Red simmered all the way out of Loxahatchee. He started feeling better only when the truck finally hit dry pavement and he could see the sodium lights of Palm Beach County glowing to the east. “We’re gonna put a chopper up first thing tomorrow,” he announced coolly. “I ain’t worried. We’ll track down that gutless bastard.”
“If the dinosaurs don’t get him first,” said Tool, stone-faced.
“Son, you tryin’ to bust my balls? Because I ain’t in the mood, case you didn’t notice.”
“Yessir.”
“Know what you could do tomorrow, Mr. O’Toole? You could take that twelv
e-gauge out to the range for target practice, so that maybe next time you’ll be able to hit the side of a motherfuckin’ barn.”
Tool accepted the insult impassively, a silence that Red Hammernut misread as submission. He failed entirely to perceive the flimsiness of Tool’s loyalty, or to sense the anger that had begun to simmer in the man’s simple thinking.

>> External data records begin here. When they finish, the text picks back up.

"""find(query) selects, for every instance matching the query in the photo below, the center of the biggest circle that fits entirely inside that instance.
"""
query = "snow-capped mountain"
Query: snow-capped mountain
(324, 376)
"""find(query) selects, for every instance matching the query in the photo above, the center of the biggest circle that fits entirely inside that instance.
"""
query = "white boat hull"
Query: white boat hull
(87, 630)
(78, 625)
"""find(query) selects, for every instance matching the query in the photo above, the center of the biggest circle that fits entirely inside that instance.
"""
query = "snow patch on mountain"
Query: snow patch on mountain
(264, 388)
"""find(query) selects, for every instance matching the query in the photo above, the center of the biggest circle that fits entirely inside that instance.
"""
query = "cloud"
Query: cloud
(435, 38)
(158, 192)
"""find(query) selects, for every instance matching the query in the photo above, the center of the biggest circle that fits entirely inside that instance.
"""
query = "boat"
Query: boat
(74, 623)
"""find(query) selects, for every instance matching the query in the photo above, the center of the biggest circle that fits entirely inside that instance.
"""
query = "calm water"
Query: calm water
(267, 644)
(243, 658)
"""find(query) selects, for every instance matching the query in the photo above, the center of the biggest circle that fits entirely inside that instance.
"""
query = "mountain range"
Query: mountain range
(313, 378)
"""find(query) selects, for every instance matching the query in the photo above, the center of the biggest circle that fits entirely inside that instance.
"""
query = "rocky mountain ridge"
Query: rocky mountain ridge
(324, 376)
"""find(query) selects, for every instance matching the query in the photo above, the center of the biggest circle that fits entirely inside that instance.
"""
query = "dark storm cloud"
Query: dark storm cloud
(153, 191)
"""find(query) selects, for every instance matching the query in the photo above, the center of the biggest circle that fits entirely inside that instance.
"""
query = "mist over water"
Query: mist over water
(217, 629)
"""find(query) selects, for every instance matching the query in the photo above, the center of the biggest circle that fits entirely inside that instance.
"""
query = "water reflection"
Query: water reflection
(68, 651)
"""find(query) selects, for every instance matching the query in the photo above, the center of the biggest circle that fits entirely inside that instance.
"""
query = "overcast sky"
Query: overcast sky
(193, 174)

“It’s all ’cause of you he escaped!” Red fumed. “It’s your damn fault and nobody else’s!”
Tool gave a half shrug. “Try shootin’ a shotgun with a slug in your armpit.”
“Goddammit, just drive. Just get me home.”
Closing his eyes, Red thought of the steaming Jacuzzi that awaited. He couldn’t wait to scrub the sweat and sunscreen and dead bugs off his skin; sit down to a sixteen-ounce T-bone and a bottle of Jack Daniel’s. He was jolted from this reverie when Tool braked the pickup to an abrupt halt on the grassy shoulder of the highway.
Red looked around. “Now what? We blow a tire?”
“Sit tight.” Tool pushed himself out of the truck.
“Hey! Get back here,” Red hollered. He hopped out and chased after him. “Where the hell you think you’re goin’? I ain’t got time tonight for this nonsense!”
Tool did not alter his pace. Red got up beside him and began calling him every name he could think of.
“You hush,” Tool said, raising a brick-size hand. He stooped to study the small white cross, and removed a spray of shriveled lilies.
“Not now, son. You come back some other day and fetch it, but not tonight,” Red admonished him. “Not on my time.”
“It’ll just take a second.”
“You gone deaf? Deaf and dumb?”
The name on the homemade cross was visible in the wash from the truck’s headlights:
Pablo Humberto Duarte
Loving Husband, Father, Son, and Brother
B. Sept. 3, 1959. D. March 21, 2003
Now He Rides with God Almighty
Remember: Seat Belts Save Lives!
“Just some damn beaner,” Red Hammernut grumped. “Probably got trashed and drove hisself into the canal.”
“You don’t know that,” said Tool.
“Just lookit the name. Pah-blow Humm-bear-toe—tell me that ain’t a beaner name.”